E estávamos todos perplexos com a insensatez comentadora de Marcelo quando, de novo, o Bispo da Guarda aparece por entre o turbilhão dos comentários sobre os abusos sexuais na Igreja. Manuel Felício, depois de ter escondido e apoiado o padre Luís Miguel, que era vice-reitor do Seminário Menor do Fundão, que foi denunciado, acusado e condenado por abusar sexualmente de crianças que estavam ao seu cuidado (e da Diocese da Guarda), volta a ser referido, no passado dia 20, pelo “Observador”, por manter «à frente de várias paróquias um padre que está a ser investigado» (é um dos quatro inquéritos abertos pelo Ministério Público) por abusos sexuais de menores – segundo aquele jornal, «este padre tem a seu cargo vários serviços que lidam com crianças». O Bispo da Guarda defendeu-se esclarecendo que «sempre comunicou a quem de direito todas as denúncias que lhe chegaram» (em comunicado das Relações Públicas da Diocese da Guarda) e que «em caso algum, deseja contribuir para transformar qualquer notícia, declaração ou até acusação sem investigação, em condenação direta e sumária na praça pública». Compreende-se.
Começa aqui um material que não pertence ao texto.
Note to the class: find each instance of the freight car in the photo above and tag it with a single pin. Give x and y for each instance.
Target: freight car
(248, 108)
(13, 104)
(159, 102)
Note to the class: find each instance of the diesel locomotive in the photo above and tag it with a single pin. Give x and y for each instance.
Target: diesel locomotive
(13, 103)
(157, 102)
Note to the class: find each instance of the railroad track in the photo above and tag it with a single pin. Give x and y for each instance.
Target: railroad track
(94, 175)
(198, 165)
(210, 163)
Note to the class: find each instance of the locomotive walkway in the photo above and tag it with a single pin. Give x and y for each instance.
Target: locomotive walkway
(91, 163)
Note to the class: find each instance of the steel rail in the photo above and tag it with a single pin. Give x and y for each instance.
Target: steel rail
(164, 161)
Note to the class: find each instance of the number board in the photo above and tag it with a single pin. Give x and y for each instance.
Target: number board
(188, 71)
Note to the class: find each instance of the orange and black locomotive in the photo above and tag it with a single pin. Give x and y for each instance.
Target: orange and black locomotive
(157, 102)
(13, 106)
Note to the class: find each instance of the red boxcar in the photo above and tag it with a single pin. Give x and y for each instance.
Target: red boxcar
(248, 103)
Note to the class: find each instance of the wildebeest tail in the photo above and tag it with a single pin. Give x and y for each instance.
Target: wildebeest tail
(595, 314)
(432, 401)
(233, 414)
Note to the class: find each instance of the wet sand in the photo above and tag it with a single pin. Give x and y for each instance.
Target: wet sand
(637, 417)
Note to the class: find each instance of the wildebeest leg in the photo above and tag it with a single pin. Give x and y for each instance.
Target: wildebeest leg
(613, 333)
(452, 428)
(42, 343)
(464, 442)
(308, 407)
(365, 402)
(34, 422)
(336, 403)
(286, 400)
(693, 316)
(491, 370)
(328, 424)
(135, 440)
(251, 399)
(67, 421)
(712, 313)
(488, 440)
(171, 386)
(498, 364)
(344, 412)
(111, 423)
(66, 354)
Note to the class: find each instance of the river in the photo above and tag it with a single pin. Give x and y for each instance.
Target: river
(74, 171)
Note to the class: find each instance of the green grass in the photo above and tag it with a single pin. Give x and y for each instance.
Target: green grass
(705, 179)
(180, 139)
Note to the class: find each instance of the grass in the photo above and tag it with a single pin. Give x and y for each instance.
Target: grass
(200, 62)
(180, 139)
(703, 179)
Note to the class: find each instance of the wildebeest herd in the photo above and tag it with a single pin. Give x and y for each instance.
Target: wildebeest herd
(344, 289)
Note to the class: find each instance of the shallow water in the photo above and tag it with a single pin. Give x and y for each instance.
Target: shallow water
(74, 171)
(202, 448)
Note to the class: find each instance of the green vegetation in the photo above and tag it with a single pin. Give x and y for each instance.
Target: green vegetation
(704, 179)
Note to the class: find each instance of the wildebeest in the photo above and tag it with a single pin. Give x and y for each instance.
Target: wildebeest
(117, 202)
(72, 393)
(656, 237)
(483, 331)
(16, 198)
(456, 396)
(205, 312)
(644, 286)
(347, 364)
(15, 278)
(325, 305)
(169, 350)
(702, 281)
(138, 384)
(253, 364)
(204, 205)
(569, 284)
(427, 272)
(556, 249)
Porém, o Bispo da Guarda, enquanto decorre a investigação, deveria ter suspendido o sacerdote. Mais uma vez Manuel Felício decide erradamente. Mais uma vez não interpreta corretamente as palavras do Papa Francisco, não percebe o contexto social e as exigências da sociedade. Ao Bispo da Guarda já não basta informar a Comissão Independente para o Estudo dos Abusos Sexuais contra Crianças na Igreja Católica Portuguesa ou a Procuradoria-Geral da República, o Bispo da Guarda tem de atuar em conformidade, tem de suspender o sacerdote e contribuir para toda a clarificação sobre os eventuais abusos, tem de proteger as crianças e assim proteger a própria instituição. Ao Bispo da Guarda já não basta remeter para quem de direito as denúncias ou informações de que tenha conhecimento; ao Bispo da Guarda já nem basta anunciar que vai renunciar, até 6 de novembro, dia em que comemora os 75 anos e tem de apresentar pedido formal de dispensa das responsabilidades de Bispo diocesano de acordo com o Código de Direito Canónico. O Bispo da Guarda tem de renunciar, mas antes tem de pedir desculpa às vítimas, às crianças e adultos que tinha obrigação de proteger, aos crentes que confiaram nele ao longo de 17 anos e a todos os que na Diocese da Guarda acreditaram na sua palavra.